In dmesg, I can see that some parts of the initialization routine are repeated:
[  348.906146] [drm] probing gen 2 caps for device 8086:151 = 261ad03/e
[  348.906151] [drm] PCIE gen 3 link speeds already enabled
[  348.909465] [drm] PCIE GART of 1024M enabled (table at 0x0000000000478000).
[...]

After that, the GPU keeps locking up.

I have attached the dmesg output.
Comment 2 Alex Deucher 2014-01-13 19:56:27 UTC
Do graphics work ok for you with runpm=1?  I.e., is it just compute that's causing a problem?
Comment 3 Niels Ole Salscheider 2014-01-13 21:54:34 UTC
> Make sure your kernel has this patch:
> http://git.kernel.org/cgit/linux/kernel/git/torvalds/linux.git/commit/
> ?id=f244d8b623dae7a7bc695b0336f67729b95a9736

My kernel has this patch but it does not help.

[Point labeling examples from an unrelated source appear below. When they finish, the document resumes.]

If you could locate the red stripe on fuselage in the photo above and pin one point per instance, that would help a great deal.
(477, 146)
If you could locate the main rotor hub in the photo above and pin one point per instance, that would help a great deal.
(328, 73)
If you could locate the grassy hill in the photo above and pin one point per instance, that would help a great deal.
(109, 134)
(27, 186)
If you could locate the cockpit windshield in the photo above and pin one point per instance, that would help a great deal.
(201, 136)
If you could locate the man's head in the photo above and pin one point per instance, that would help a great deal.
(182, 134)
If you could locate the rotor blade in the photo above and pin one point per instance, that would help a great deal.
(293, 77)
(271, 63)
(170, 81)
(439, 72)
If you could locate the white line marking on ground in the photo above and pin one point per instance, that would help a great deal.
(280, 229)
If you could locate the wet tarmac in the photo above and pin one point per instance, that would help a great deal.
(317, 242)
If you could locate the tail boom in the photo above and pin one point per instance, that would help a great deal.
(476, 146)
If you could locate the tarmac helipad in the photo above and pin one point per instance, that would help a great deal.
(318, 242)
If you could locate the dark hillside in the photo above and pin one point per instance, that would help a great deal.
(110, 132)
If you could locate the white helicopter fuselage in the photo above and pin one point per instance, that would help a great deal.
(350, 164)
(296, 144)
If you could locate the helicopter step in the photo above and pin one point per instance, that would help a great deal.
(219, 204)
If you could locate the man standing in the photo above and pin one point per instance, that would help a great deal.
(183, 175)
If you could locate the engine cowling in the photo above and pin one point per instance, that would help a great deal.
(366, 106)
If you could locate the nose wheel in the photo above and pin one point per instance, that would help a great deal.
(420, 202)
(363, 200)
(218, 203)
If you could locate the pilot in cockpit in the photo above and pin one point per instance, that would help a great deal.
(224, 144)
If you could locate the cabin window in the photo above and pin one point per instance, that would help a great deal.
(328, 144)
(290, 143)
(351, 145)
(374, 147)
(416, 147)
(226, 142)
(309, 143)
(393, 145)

> Do graphics work ok for you with runpm=1?  I.e., is it just compute that's
> causing a problem?

It is a bit difficult to test this because I only have SSH access to the machine at the moment.
Without any parameter, I get the already mentioned error for compute and a GPU lockup entry in dmesg when I try to start X.

With runpm=1, my SSH session hangs a few seconds after I load the radeon module and I cannot open another one. I can still ping the computer, though.

Unfortunately, it will be a few weeks until I have physical access to the machine again.